Mary and Martha were two sisters who were as different as night and day.
We find Martha as the poster girl for the “Perfect Hostess.” If there had been television stations in those days, she would have hosted a show called “Maratha of the Village,” featuring the best and most innovative ways to prepare a meal for vagabond visitors who came calling at a moment’s notice.
I am sure she loved to entertain, as long as they gave an advance notice of their arrival time, number of guest and length of stay. She would have been kind enough to provide refreshments, keeping a keen eye on who needed refills or dishes removed.
Martha is a perfectionist and yet, she is her own worst enemy. She sets expectations that she can never meet. She is never able to completely rest and be content. Life for Martha is always an unfinished task.
Then there is Mary, Martha’s sister. She is not much into the hostess scene. It is not that Mary does not enjoy having company drop in for a visit. Mary is more interested in conversation. Planning meals, serving refreshments, seeing to the needs of the guest are not her style of life. When you drop in at Mary’s house for a visit she may have you go fetch your own glass of iced tea.
Mary cares; she cares for conversation and relational living. She takes life as it comes. Material comforts and hostess graces are not that important to her.
In Luke 10:38-42 we discover an occasion where the stark contrast between these two sisters, Martha and Mary, is obvious.
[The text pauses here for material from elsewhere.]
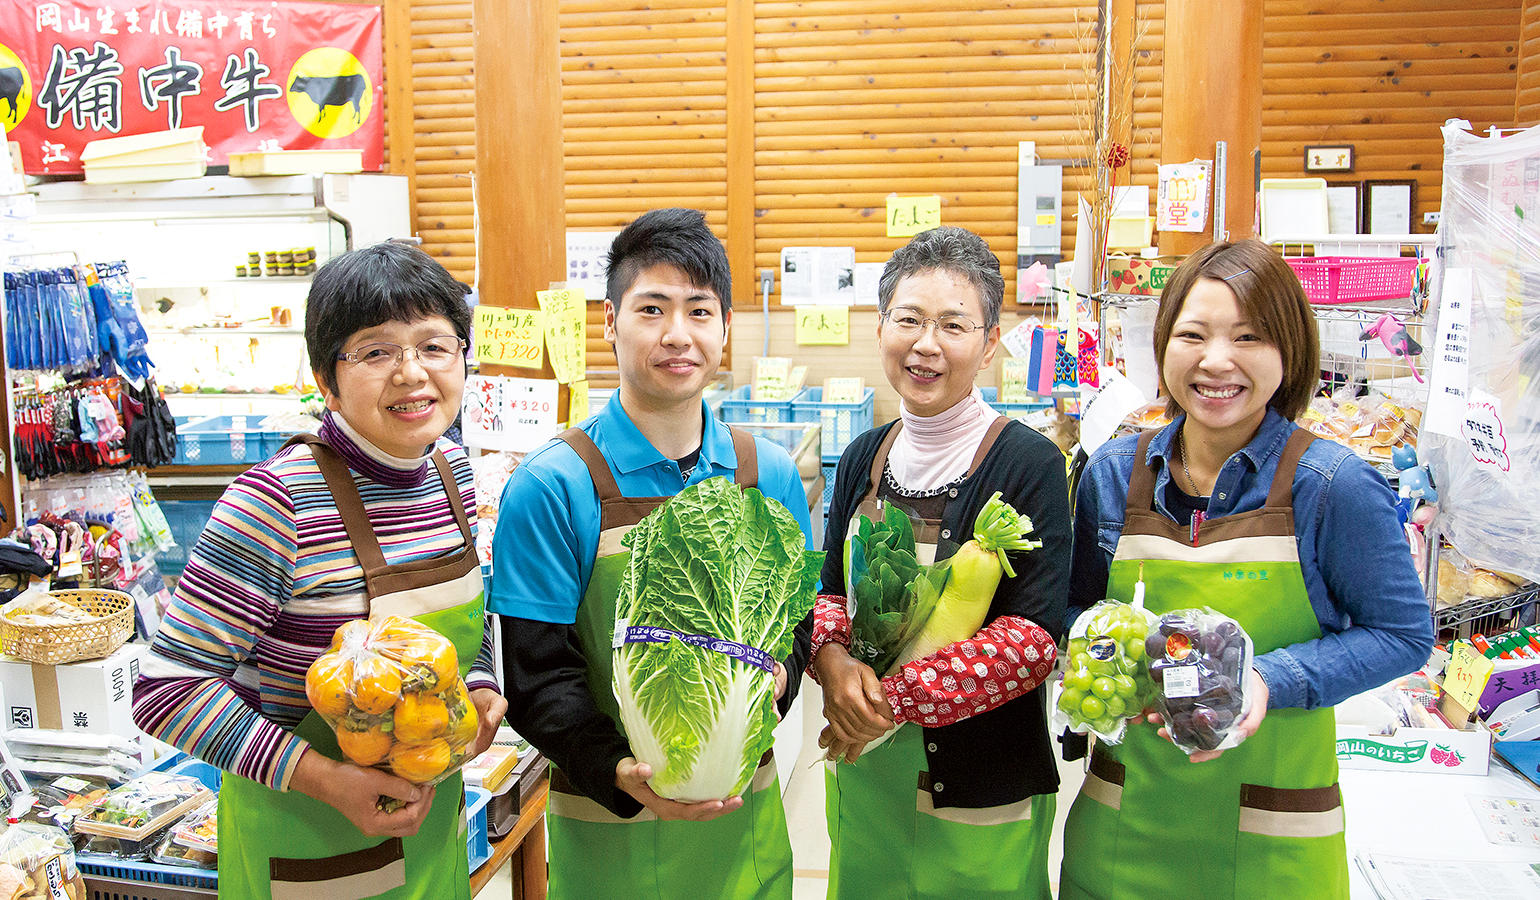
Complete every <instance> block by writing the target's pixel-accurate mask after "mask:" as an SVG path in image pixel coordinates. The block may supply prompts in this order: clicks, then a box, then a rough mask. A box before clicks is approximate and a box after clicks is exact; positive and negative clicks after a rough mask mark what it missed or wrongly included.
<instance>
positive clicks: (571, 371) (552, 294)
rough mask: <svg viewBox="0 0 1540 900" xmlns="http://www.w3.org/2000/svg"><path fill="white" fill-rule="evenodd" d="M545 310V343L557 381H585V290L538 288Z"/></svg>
mask: <svg viewBox="0 0 1540 900" xmlns="http://www.w3.org/2000/svg"><path fill="white" fill-rule="evenodd" d="M534 297H536V299H537V301H539V304H541V310H542V311H544V313H545V345H547V348H548V350H550V354H551V371H554V373H556V381H557V382H561V384H571V382H573V381H582V379H584V376H585V373H587V371H588V333H587V331H588V311H587V299H585V294H584V291H581V290H574V288H561V290H551V291H536V294H534Z"/></svg>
We find Mary sitting at the feet of Jesus. Martha is busy “with much serving.” Mary is enthralled as she sits at the feet of the savior; Martha is enraged as she busily paces back and forth from the kitchen to the living room.
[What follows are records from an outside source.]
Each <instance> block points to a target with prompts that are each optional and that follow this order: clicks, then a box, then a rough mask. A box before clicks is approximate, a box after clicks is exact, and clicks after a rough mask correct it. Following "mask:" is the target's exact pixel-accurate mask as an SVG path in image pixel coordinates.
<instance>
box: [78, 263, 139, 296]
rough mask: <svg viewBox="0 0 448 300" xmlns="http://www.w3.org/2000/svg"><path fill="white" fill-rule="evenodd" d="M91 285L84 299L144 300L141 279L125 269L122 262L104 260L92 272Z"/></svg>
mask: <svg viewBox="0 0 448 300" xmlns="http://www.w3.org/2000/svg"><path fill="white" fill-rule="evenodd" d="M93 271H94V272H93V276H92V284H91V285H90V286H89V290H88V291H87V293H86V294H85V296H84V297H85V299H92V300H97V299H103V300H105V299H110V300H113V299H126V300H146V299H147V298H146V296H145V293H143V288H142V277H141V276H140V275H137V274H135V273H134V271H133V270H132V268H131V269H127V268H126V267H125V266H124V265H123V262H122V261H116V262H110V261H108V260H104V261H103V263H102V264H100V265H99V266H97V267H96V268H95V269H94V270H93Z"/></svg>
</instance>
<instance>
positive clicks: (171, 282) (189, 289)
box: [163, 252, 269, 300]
Martha welcomed Jesus into her house. (Luke 10:38) Since it appears the visit was not planned, she still opens her home and heart to this precious friend. Yet, such a short notice would mean much work to do if her guest were going to be gathered around the table.
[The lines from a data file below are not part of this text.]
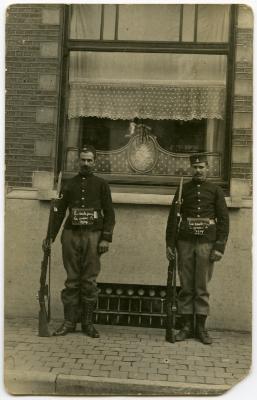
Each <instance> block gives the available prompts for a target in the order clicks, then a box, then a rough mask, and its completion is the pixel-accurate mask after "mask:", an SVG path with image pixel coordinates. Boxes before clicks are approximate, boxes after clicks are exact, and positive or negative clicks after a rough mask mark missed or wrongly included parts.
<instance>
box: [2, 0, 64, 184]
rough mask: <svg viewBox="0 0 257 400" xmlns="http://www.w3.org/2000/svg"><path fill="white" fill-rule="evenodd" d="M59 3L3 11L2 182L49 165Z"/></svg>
mask: <svg viewBox="0 0 257 400" xmlns="http://www.w3.org/2000/svg"><path fill="white" fill-rule="evenodd" d="M62 8H63V6H61V5H49V4H47V5H42V4H30V5H29V4H17V5H11V6H10V7H9V8H8V9H7V11H6V182H7V183H8V185H9V186H20V187H26V186H28V187H29V186H31V185H32V173H33V171H42V170H44V171H53V169H54V166H55V158H56V157H55V149H56V137H57V129H58V121H57V117H58V106H59V85H60V72H61V58H62V56H61V51H62V46H61V38H62V29H63V25H62Z"/></svg>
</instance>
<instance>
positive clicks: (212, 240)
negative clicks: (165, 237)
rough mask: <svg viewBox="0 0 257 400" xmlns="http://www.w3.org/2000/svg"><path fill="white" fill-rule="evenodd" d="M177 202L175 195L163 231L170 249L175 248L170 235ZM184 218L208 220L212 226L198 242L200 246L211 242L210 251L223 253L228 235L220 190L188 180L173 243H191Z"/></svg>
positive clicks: (223, 196)
mask: <svg viewBox="0 0 257 400" xmlns="http://www.w3.org/2000/svg"><path fill="white" fill-rule="evenodd" d="M177 198H178V191H177V192H176V194H175V196H174V199H173V202H172V205H171V209H170V213H169V218H168V223H167V228H166V242H167V245H168V246H170V247H174V246H175V242H174V238H173V236H174V235H173V232H174V230H173V229H174V223H176V216H175V203H176V200H177ZM187 218H209V219H210V220H214V221H215V223H213V224H210V225H209V226H208V228H207V230H206V232H205V233H204V235H203V236H199V237H198V240H201V241H202V242H213V248H214V249H215V250H218V251H220V252H222V253H223V252H224V250H225V246H226V242H227V238H228V234H229V215H228V209H227V205H226V202H225V198H224V193H223V191H222V189H221V188H220V187H219V186H218V185H215V184H213V183H211V182H208V180H206V181H204V182H197V181H195V180H191V181H189V182H187V183H185V184H184V185H183V188H182V204H181V222H180V227H179V231H178V233H177V239H178V240H179V239H181V240H195V236H194V235H193V233H192V231H191V230H190V229H189V226H188V222H187Z"/></svg>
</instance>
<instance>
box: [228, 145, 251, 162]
mask: <svg viewBox="0 0 257 400" xmlns="http://www.w3.org/2000/svg"><path fill="white" fill-rule="evenodd" d="M251 159H252V151H251V148H250V147H249V146H233V149H232V162H233V163H250V162H251Z"/></svg>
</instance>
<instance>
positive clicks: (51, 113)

It did not take long for Martha to become stressed and angry at the fact that Mary was sitting while she was serving. Martha directed her anger towards Jesus (Luke 10:40). She is essentially saying “Lord, if you really cared about me you would rebuke my sister Mary and tell her to get in the kitchen.”
It would be easy to focus on Martha’s apparent frustration and anger, but we need to consider her in a little different light. Martha is not really a bad person. She is a woman of dedication and she is a doer. She is someone who can be counted on when you need her.
Thank God for the Martha’s of the world!
This story is not in the Bible to teach us that serving is bad and that sitting is good. This is a story about maintaining a much-needed balance in life.
There were more important things to do than housework and preparing supper. What Jesus desired was not dinner, but devotion. Martha was “worried and troubled about many things.” Martha’s worried and anxious heart would not find rest in serving (trying harder and doing more) but by sitting at the feet of Jesus and finding rest in His presence.
Recognize that you are human. Like all humans we fall short (Romans 3:23). We cannot make it in life without Jesus Christ — His grace and power. Even Marthas need Jesus.
Second, give Jesus Christ complete control of your life. Simply said, don’t try to be superwoman (or superman for that matter) but let Christ give you His peace and rest. Jesus’ words still ring true for us today: “Come to me, all you who labor and are heavy laden [distracted, anxious, tired, frustrated], and I will give you rest” (Matthew 11:28).